Lectionary Commentaries for March 8, 2015
Wedding Banquet

from WorkingPreacher.org


Narrative Lectionary

Commentary on Matthew 22:1-14

Stanley Saunders

More than a few elements in Matthew’s story of the wedding feast seem way over the top by any measure of civil, rational behavior.

In the honor-based social systems of antiquity, it would have been unthinkable for invited guests, who would have been from the upper levels of the society and under social and financial obligation to the king to refuse his invitation. Matthew describes not a friendly dinner, unlike the similar story in Luke, but an affair of state in which the guests would signal their allegiance to the host and his heir. Their insolence toward the king and shameful treatment and murder of his slaves constitutes an open revolt. They apparently lack the resources, however, to pursue such a course to its end, for the king immediately destroys them and their city.

The shocking vista of a burning city seems, however, to be only a passing detail, for Jesus shifts the story back to the feast and the king’s efforts to fill the banquet hall — dinner is apparently still in the oven — with whomever can be found. Once the hall is filled with guests, including both the good and the bad, the focus turns once more and narrows, finally, to a brief, disturbing encounter with one of the newly invited guests, who has turned up without a wedding garment. Why, we wonder, is the king so adamant about one guest’s clothing, and why is the outcome of this breach of etiquette so dire? Why, more generally, is this story so violent? What does it say about the kingdom of heaven?

In despair of rational explanations for this parable’s extreme images, most interpreters, all the way back to Chrysostom, have turned to allegory: the king represents God; the son is Jesus (although the son does not figure significantly in this story); the wedding feast is the messianic banquet; the rejected slaves are the prophets. The most pernicious allegorical turns typically identify those originally called to the banquet as Israel and the second round of invitees — drawn from the streets — as the (Gentile) church. In these readings, Matthew 22:1-7 depicts Israel’s rejection of God and God’s subsequent judgment against Israel, including the destruction of Jerusalem (the burnt city), while 22:8-10 announces the founding of the church, with 22:11-14 serving as a warning to Christians not to fail to wear the clothing of Christian virtues.

This allegorical reading of the parable, now usually identified as the “traditional” interpretation, is seductive because it ties up so many loose ends, rubs off the rough edges, and, most important, locates the church happily at the banquet. It also throws the door wide open to Christian triumphalism and anti-Semitism. We should also be wary of what it says about our image of God. Why are we so often inclined to align and identify God with the male authority figures in Jesus’ parables? More to the point in this story, does God really behave like an ancient oriental potentate? Can we read the parable without resorting to facile identifications of the king and other characters with any particular historical or theological figures?

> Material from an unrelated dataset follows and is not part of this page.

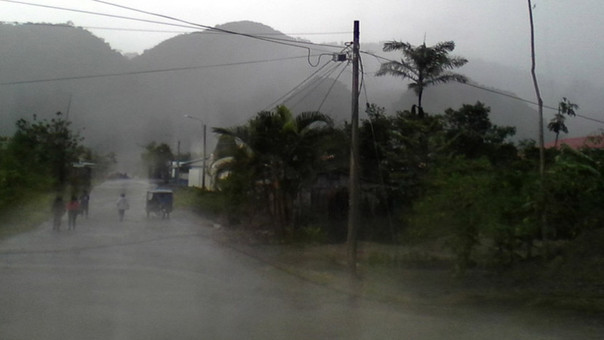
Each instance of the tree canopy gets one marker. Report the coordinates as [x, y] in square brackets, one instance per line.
[423, 65]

Both the harsh, hyperbolic tones of the story and the sudden shifts of perspective and setting as the story bumps along from one image to the next lend it an exaggerated, cartoonish quality. As the culminating element in the string of three parables (cf. Matthew 21:28-32, The Two Sons; and 21:33-46, The Wicked Tenants) that comprise Jesus’ response to Jerusalem elites’ challenge to his authority during his occupation of the temple, we should not be surprised if this literary political cartoon is aimed at the politics of the Jewish elites in relation to God’s politics. The first portion of the parable (22:1-7) depicts in graphic, hyperbolic images the unraveling of a society in which the basic codes of respect and obligation are no longer honored, as well as the violence that lies just beneath the facades of decorum. The second portion (22:8-10) does not depict a happy messianic banquet, but the king’s determination to reassert his honor, by filling the hall with “everyone you find” (22:9), regardless of whether they are good or bad (22:10). The scene is driven more by the king’s affronted honor than by any inclusive graciousness toward the little people who are now called to the banquet, as the final scene will make clear. The king also notes that those first called “were not worthy” (22:8), i.e., that they failed to demonstrate appropriate allegiance and honor toward him. The focus on the dynamics of honor continues into the final scene (22:11-14).

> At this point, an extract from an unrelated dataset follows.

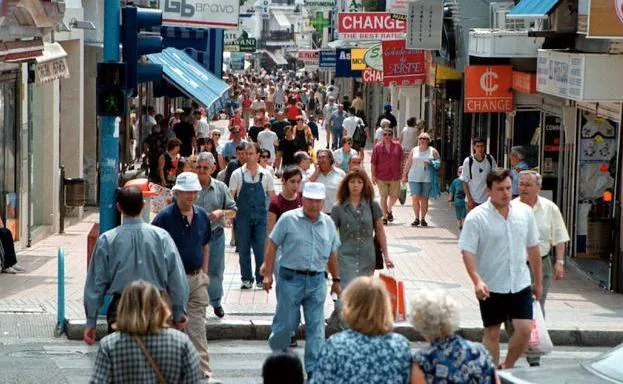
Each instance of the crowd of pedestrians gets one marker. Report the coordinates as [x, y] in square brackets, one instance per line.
[325, 223]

When the feast finally does begin, there is still one person who breaks the honor code, by attending the banquet without an appropriate wedding garment (usually clean white clothing), and so draws the ire of the king. Commentators often wonder whether this guest lacked either the appropriate attire or time to change, but the simple fact is that he is the exception, the one guest whose clothing does not fit the context. If those first invited to the banquet were unworthy because they ignored, spurned, or turned to violence in response to the king’s invitation, this banqueter is unworthy because, having accepted the invitation, he fails to discern and participate appropriately in the event, thereby dishonoring both the king and his son.

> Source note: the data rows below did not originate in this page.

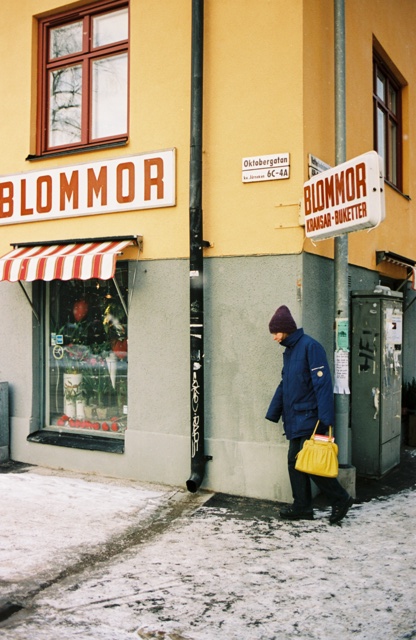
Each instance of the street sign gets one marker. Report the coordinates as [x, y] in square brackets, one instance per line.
[346, 198]
[274, 166]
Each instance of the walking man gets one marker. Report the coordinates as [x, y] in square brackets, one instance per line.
[304, 396]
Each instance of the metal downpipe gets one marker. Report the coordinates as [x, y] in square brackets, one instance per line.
[198, 457]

Through and through, this parable is about “worthiness.” Nothing in this story requires us to read it as a coded description of salvation history from a Christian supersessionist perspective. In fact, when read without allegorical accretions, the parable is a parody of the ancient Mediterranean social and political conventions of honor and shame, and of the violence that lies just beneath their surface and props them up. Like the parable of the two sons, which precedes, it emphasizes the importance of doing the right thing, i.e., what the father/king asks. Like the parable of the tenant farmers, which follows, it points toward the rebellion against their “king” in which the Jewish leaders are now engaging and unveils the violence of the whole system to which they have given themselves. Whether God will act like this king is a question the parable raises but does not answer. Any audience that hears it, whether ancient or modern, Jewish or Christian, should ask: How might we best honor the one to whom we owe allegiance? Can we give allegiance both to the God of Jesus Christ and to the systems of honor and shame and of violence that dominate our world?